Admittedly this is up on the 222 in 2013.   Of these 273, 126 were VC backed.   Fewer by Angels.   In 2014 there were 4,356 VC deals reported and an estimated 70,000 angel deals.

So perhaps no surprise that “we will exit via an IPO” gives entrepreneurs little credibility in the eyes of investors.

SO – it’s going to be a trade sale?

“We might not be the next Google – but we can sure as hell be bought by Google – and all be rich. All we need is £20 million of funding to prove the model and scale it up”.   The only fly in the ointment is that, according to Charles Rim who was until recently Google’s head of M&A for Asian markets:

  • “90% plus of our transactions are small transactions. So that would be less than 20 people, less than $20m – that is truly the sweet spot”
  • “we do prefer companies that are pre-revenue”
  • “technical staff, engineering, a strong engineering team, these are the things that we think are very important…..”

This I think is the key to developing the options strategy.   A real understanding of what the customers for your business (as opposed to the customers of your business) see as really valuable.   In the case of Google they are saying that they want technical and engineering excellence formed into a team that can work together – and subsequently work together within Google.   So it looks like if the acquiring company for your business is likely to be Google, or someone similar you’ve now got a clue as to what you should be concentrating resources on building. webhosting information .   You also have an indicator that if the likely exit is going to be around $20 million there is not a lot of point in sinking $20 million of funding into it.finance

These metrics will be different for different industries. But the principle of really understanding what those metrics are for the industry you are in must be at the heart of strategy development.  In life sciences for example…

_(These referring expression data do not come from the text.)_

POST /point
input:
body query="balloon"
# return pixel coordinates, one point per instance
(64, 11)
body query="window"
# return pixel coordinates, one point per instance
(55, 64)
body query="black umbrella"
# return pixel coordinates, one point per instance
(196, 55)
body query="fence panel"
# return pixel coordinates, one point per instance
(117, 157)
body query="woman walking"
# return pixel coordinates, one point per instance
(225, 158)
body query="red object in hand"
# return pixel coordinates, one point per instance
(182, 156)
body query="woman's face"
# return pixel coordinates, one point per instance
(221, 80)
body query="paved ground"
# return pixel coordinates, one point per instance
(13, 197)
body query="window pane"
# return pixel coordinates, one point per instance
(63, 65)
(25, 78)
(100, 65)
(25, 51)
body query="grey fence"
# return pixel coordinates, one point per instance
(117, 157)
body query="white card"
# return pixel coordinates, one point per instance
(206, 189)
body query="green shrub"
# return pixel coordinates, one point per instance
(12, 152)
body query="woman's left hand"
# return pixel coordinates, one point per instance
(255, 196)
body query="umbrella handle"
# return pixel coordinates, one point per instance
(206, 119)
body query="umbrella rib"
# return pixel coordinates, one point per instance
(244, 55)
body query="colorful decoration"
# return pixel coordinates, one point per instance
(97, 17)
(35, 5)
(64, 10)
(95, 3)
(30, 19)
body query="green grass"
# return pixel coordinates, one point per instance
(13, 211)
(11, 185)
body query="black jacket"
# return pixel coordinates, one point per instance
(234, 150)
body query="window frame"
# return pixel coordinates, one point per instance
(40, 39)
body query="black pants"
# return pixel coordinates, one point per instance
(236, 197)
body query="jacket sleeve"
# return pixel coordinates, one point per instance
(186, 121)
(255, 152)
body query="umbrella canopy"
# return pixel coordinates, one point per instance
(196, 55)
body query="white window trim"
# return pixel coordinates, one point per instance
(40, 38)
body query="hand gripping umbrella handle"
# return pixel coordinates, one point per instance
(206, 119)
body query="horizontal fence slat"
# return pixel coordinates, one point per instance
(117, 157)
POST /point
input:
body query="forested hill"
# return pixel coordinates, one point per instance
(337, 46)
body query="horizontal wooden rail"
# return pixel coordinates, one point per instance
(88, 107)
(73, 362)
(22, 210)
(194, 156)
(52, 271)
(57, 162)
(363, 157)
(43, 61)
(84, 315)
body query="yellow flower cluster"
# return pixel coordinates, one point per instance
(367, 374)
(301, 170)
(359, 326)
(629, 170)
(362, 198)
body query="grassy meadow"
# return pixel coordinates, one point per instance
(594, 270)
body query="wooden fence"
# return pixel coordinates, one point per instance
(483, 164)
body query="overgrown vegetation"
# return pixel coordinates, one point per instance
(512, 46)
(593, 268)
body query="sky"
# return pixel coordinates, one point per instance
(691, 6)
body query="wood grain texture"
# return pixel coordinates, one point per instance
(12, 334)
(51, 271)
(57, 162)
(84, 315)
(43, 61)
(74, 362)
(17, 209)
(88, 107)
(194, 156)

  • Just how far do you have to push the project before you can get the interest of large pharmaceutical companies these days?
  • What data do you need?
  • How does this vary between the different potential acquirers?
  • When you list the companies that might be interested, do they have any money?
  • Have the ever actually bought anyone else?
  • If they have, have they done so in this geographic area?

By having a clear understanding of the answers to these questions businesses can ensure that they invest their resources in the most appropriate way to build real value.   Value that can if they wish be realised if that is their preferred option for the future.   This understanding will help in developing the growth strategy and funding strategy.

Bluntly, will the current proposal to raise an additional £500,000 in order to achieve a targeted level of sales or the development of a new technology feature actually add value to the business? Or is this simply going to dilute the entrepreneurs and existing shareholders?

If Google is happy to buy a company for $20 million, or for $100 million, but the not interested in anything in between, then you need to plan accordingly so as not to end up somewhere in the middle.

As entrepreneur or investor, as an individual, group or syndicate of groups, have you really worked out if you have the fire power to reach that sweet point for your potential acquirers?

If not, may I suggest that the development of your “exit options” strategy is a priority at your next board meeting.